Early 3rd century Chinese hermit and teacher

Sima Hui (died 208), courtesy name Decao and pseudonym Shuijing, was a hermit who lived during the late Eastern Han dynasty of China.

==Life==
Sima Hui was from Yangzhai County (陽翟縣), Yingchuan Commandery, which is around present-day Yuzhou, Henan. He lived in northern Jing Province, which covered present-day Hubei and Hunan. He is popularly remembered as the one who recommended Zhuge Liang and Pang Tong to the warlord Liu Bei in the 14th-century historical novel Romance of the Three Kingdoms, even though historically it was his friend Pang Degong (龐德公; Pang Tong's uncle) who did so.

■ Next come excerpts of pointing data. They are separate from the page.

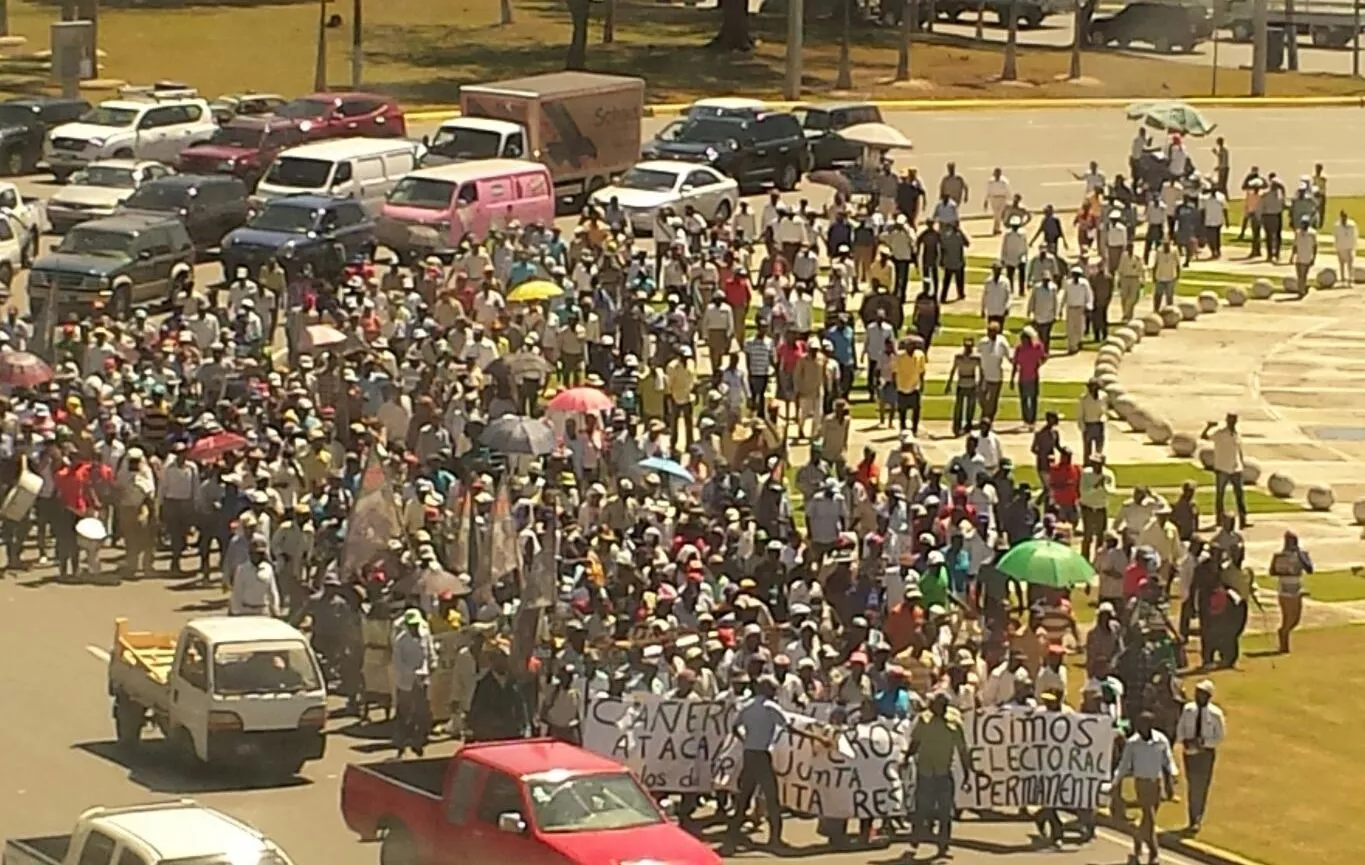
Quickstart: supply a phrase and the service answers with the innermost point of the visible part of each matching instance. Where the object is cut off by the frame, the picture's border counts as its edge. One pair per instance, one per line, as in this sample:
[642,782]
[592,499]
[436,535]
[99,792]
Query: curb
[1189,847]
[426,113]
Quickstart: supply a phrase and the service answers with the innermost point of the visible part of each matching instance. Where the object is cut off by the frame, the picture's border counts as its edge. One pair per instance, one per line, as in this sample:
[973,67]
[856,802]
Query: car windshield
[649,180]
[236,137]
[707,130]
[299,173]
[285,218]
[283,666]
[590,802]
[305,109]
[105,175]
[153,197]
[466,143]
[109,116]
[426,193]
[82,240]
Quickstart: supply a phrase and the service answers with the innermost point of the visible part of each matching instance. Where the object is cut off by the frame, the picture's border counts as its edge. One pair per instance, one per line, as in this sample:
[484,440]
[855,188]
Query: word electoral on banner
[1023,757]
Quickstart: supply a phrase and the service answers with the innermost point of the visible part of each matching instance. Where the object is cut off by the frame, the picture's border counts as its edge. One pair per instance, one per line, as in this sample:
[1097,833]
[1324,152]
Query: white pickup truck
[157,834]
[239,691]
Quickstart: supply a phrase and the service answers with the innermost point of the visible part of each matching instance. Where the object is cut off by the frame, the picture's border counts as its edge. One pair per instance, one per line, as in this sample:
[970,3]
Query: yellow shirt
[908,370]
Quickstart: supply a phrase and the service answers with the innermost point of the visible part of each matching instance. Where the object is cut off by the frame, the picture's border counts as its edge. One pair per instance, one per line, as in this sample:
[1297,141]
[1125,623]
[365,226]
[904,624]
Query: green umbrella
[1046,562]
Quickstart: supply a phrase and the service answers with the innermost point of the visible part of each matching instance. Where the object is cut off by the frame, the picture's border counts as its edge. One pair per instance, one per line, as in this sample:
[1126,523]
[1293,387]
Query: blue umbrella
[668,467]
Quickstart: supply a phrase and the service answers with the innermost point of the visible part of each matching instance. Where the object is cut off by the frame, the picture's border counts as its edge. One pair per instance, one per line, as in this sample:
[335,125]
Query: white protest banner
[1027,757]
[670,744]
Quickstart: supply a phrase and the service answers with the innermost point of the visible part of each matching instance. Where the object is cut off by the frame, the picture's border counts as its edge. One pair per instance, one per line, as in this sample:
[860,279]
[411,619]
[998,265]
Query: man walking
[1200,730]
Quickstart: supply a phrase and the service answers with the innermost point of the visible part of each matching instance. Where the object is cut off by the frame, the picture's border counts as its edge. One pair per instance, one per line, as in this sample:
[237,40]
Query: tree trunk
[609,22]
[578,56]
[845,77]
[1012,45]
[909,10]
[735,27]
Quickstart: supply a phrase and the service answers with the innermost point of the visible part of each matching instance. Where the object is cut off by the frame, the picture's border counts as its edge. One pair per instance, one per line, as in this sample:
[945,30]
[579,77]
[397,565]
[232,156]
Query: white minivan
[361,168]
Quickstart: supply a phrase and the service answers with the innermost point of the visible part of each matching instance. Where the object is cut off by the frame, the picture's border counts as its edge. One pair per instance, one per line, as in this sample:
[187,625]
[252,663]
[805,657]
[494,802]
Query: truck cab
[227,691]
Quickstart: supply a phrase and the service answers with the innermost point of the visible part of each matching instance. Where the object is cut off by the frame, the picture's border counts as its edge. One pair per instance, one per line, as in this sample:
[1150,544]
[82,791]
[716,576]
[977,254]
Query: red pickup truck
[520,802]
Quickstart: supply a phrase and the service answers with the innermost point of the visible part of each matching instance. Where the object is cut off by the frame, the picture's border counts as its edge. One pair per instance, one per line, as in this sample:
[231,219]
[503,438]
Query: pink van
[433,209]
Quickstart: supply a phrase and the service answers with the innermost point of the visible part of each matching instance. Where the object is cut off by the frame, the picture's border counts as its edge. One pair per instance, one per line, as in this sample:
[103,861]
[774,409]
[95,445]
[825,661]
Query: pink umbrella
[580,400]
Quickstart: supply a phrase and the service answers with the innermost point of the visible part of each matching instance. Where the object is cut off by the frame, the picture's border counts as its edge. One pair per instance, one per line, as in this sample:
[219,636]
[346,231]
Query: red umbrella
[580,400]
[213,446]
[23,370]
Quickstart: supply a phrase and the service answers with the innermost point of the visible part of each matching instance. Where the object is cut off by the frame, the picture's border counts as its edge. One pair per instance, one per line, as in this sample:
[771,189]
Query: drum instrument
[19,501]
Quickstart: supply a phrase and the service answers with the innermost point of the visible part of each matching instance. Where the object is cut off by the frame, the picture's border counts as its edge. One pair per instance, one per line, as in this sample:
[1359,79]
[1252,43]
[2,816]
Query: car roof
[242,628]
[523,757]
[184,832]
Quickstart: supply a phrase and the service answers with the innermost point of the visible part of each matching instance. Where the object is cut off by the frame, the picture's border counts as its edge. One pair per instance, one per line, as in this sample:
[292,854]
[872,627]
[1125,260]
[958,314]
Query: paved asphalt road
[58,757]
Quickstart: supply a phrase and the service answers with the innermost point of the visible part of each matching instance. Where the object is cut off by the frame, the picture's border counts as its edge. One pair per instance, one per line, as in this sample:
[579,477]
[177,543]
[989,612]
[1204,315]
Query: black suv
[118,262]
[209,205]
[25,124]
[822,124]
[766,149]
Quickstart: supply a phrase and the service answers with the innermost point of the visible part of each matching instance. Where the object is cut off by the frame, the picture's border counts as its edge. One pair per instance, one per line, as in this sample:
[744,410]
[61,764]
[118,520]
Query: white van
[359,168]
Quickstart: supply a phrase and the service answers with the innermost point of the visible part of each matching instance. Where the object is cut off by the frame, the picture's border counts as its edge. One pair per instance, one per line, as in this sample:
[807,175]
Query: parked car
[767,149]
[339,115]
[98,190]
[209,205]
[142,124]
[154,834]
[245,105]
[822,122]
[25,124]
[302,229]
[243,148]
[115,264]
[662,183]
[513,801]
[1165,26]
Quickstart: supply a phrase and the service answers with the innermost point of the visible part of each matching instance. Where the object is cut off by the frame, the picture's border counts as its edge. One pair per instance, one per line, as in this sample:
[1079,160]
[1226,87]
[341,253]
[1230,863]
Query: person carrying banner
[937,737]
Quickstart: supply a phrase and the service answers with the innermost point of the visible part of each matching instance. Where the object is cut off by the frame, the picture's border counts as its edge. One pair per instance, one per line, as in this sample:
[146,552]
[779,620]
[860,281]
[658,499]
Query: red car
[519,801]
[245,148]
[341,115]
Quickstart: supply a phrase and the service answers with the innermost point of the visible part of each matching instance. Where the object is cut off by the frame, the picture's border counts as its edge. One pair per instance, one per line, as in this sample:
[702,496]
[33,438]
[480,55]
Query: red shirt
[1028,359]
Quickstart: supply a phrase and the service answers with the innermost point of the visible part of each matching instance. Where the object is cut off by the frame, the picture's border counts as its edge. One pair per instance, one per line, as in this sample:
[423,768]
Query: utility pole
[356,51]
[795,33]
[1259,47]
[320,70]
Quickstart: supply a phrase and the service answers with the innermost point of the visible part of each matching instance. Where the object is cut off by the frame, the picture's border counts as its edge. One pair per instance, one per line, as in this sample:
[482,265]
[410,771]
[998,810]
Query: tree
[735,27]
[578,57]
[1012,45]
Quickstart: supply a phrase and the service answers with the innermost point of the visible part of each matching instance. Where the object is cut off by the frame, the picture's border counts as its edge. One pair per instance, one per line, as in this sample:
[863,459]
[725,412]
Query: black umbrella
[513,434]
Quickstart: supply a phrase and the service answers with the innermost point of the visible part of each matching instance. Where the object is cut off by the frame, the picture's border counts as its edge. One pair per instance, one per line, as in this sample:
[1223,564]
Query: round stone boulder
[1279,486]
[1320,497]
[1184,445]
[1159,431]
[1205,457]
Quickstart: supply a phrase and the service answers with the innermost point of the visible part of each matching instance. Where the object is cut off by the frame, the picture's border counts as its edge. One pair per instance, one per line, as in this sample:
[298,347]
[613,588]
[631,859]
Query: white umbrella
[877,135]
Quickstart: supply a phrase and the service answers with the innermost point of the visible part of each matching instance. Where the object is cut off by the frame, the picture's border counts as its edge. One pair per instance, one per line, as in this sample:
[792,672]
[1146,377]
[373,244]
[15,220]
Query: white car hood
[638,199]
[86,131]
[90,195]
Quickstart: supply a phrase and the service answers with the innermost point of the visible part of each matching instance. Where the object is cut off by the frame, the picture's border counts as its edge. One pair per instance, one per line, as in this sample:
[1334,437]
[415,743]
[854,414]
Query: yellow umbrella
[535,289]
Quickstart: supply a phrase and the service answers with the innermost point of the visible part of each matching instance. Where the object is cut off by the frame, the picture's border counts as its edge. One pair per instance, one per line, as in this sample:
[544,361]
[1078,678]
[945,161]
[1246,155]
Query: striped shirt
[758,352]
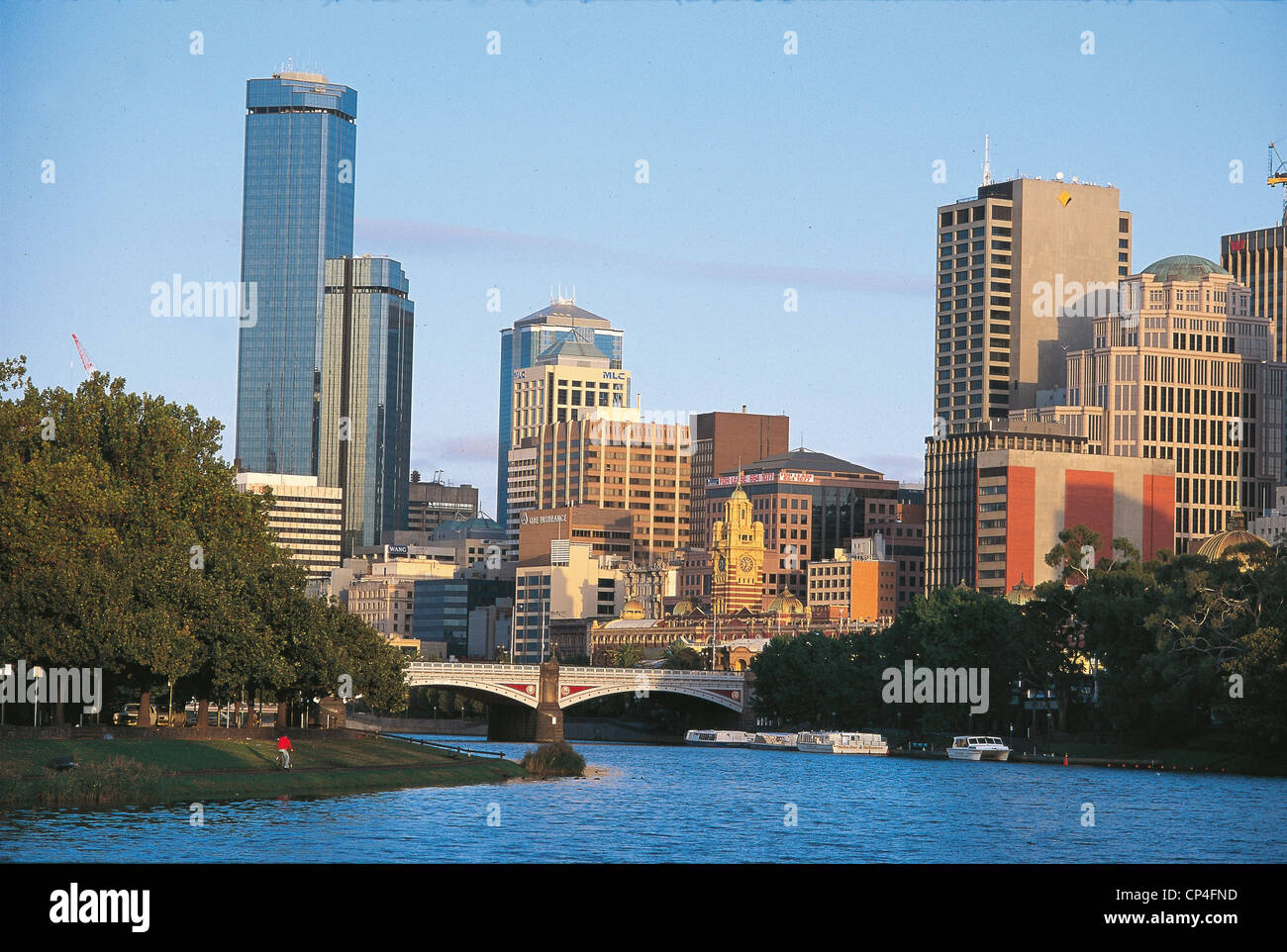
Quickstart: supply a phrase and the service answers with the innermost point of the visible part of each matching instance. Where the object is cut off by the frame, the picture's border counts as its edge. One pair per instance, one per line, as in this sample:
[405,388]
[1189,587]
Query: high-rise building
[296,213]
[1022,265]
[951,489]
[364,395]
[305,519]
[1257,260]
[520,347]
[430,505]
[725,441]
[616,462]
[811,503]
[1183,371]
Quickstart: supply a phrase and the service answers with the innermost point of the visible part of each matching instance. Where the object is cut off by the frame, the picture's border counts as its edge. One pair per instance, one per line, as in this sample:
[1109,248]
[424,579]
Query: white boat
[717,738]
[773,741]
[978,749]
[842,742]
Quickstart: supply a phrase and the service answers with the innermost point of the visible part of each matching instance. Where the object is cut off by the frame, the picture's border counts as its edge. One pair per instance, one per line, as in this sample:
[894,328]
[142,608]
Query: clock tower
[737,557]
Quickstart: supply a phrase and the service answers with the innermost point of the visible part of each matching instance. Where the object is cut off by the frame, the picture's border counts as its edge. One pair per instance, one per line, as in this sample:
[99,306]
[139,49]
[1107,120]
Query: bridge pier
[548,713]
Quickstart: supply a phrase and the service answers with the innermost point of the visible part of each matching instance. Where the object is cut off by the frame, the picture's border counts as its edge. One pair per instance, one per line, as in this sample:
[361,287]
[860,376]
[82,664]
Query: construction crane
[1278,175]
[85,360]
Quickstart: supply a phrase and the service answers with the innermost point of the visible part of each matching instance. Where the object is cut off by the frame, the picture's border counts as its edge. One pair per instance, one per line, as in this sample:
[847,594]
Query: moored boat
[842,742]
[717,738]
[966,747]
[773,741]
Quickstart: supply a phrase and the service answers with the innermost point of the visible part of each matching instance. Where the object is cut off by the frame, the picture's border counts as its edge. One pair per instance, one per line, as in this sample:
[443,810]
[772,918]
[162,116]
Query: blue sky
[767,171]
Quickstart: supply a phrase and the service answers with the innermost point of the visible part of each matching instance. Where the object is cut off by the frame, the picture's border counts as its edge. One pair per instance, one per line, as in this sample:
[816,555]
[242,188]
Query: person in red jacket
[283,747]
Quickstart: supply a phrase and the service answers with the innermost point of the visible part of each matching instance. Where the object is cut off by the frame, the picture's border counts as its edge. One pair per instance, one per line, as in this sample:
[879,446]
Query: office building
[296,213]
[520,347]
[567,583]
[1183,372]
[430,505]
[1256,260]
[726,441]
[616,462]
[811,503]
[1022,265]
[364,395]
[305,519]
[951,489]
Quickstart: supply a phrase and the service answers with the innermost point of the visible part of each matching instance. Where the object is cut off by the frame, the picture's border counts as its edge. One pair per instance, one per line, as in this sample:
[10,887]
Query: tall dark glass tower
[296,213]
[364,395]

Sima Hui was known to never mention others' shortcomings or flaws. His reply to both good and bad news would always be "hao" (好; literally "good" or "yes"). When someone asked him, "How are you?", he replied, "Good." When somebody told him that their son had died, he said, "Very good." His wife chided him for that, saying, "Everyone sees you as a person of good moral conduct so they are willing to share their problems with you. Why do you say 'very good' when someone tells you that his son had died?" Sima Hui replied, "It's also good to hear what you've just said." This gave rise to the Chinese idiom haohao xiansheng (好好先生; literally "Mr. Yes" or "Mr. Good").

The warlord Cao Cao attempted to recruit Sima Hui after taking control of Jing Province in 208. However, Sima Hui died before Cao Cao could make any significant use of the hermit's talents.

==In Romance of the Three Kingdoms==
In Chapter 37 of the 14th-century historical novel Romance of the Three Kingdoms, Sima Hui, nicknamed Water Mirror, is described to be a carefree, wandering man who is well-versed in many arts. He has a close relationship with Pang Tong, and refers to Pang Tong as a younger brother.

Sima Hui is also featured in Chan Mou's manhua The Ravages of Time as the teacher of the "Eight Enigmas", a group of elite strategists and advisers.

==In popular culture==
Sima Hui is portrayed by Wang Shijun in the 2010 Chinese television series Three Kingdoms.